Si el malentendido es un elemento fundamental de toda trama narrativa es por su carácter proyectivo: hay malentendido porque atribuimos intenciones a los demás, porque los interpretamos de algún modo. No es un recurso que inventa un conflicto donde no lo hay, sino que más bien devela el origen de todo conflicto: la alucinación intrínseca al deseo. Yago encarna entonces precisamente aquello que hace avanzar la intriga (palabra que nombra también el deseo del espectador o lector de la obra). El odio funciona como motor (de la trama y de la vida) porque viene primero; el amor realiza un corte posterior con esa primitiva proyección odiante y deseante. La confianza amorosa detiene el impulso curioso y posesivo del deseo y deja ser a la alteridad.

 

III

“Esta noche helada nos va a volver a todos locos”, clama el rey Lear, a punto de desatarse definitivamente su demencia. El aire frío enloquece porque nombra la distancia que nos separa del otro, la imposibilidad de la fusión que conduce a la desconfianza paranoide. El frío es posiblemente la primera sensación del recién nacido, cifra de la hostilidad del afuera (en contraste con la cálida simbiosis del nido). La paranoia hunde sus raíces en la experiencia de la separación, que trae consigo una vulnerabilidad radical. El alma bella, en cambio, en una suerte de renegación de esa vulnerabilidad, se descuida a sí misma. Las intenciones del otro son siempre proyecciones, pero que las hay, las hay.
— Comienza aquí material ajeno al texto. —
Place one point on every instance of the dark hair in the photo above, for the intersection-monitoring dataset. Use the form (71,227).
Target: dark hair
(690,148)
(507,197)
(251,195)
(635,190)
El frío del aislamiento paranoide solo puede combatirse a través del lazo amoroso, y no es casual que grandes mitos modernos sobre la soledad (Robinson Crusoe, Frankenstein, El principito, etc.) hayan detectado que ese lazo procede de la amistad. “Sean amigos míos, estoy solo” (El principito). La fragilidad de la relación erótica no puede brindar la calidez del afecto incondicional; por definición, está determinada por la condición que no es otra que el deseo. El juramento erótico es absurdo: si el deseo es soberano, no pueden existir, en rigor, ni promesa ni traición. Cuando el amante (estrictamente hablando, el deseante) habla de desconfianza se refiere en realidad a su temor a perder al ser deseado, a su inquietud frente al hecho de que la intención posesiva de su deseo está condenada a fracasar, ya que apunta a algo tan inasible como el deseo del otro: “Ay, qué maldición el matrimonio, que podamos llamar nuestras a estas delicadas criaturas, y no a sus apetitos”, exclama Otelo. En todo caso, se confía en el amor, en que el amor será más fuerte que el deseo si este decae; es decir que, en última instancia, se confía en la amistad, que cultivan también los deseantes entre sí cuando no quieren ser devorados por la pasión. Si la traición implica un primado del yo sobre el otro o sobre el nosotros, la amistad hace fracasar el egoísmo. El afecto amistoso (la philía) puede ser erótico (en la medida en que el amigo nos divierta), pero no está regido por el erotismo en su aspecto pasional, que implica posesión y rivalidad; por el contrario, establece la alianza cómplice. El amor amistoso nos rescata de la proyección persecutoria y brinda por lo tanto la paz, el descanso. Por eso la confianza encuentra su mejor expresión en la posibilidad de dormir en presencia del otro. Lo esencial –la unión entre personas– es invisible a los ojos: no tanto porque estos sean incapaces de percibirlo, sino porque se lo alcanza a ojos cerrados.

 

 

* Este texto es un capítulo del libro El sacrificio de Narciso publicado en Argentina por Hecho Atómico Ediciones en el año 2018 y en España por Punto de Vista Editores en el año 2020.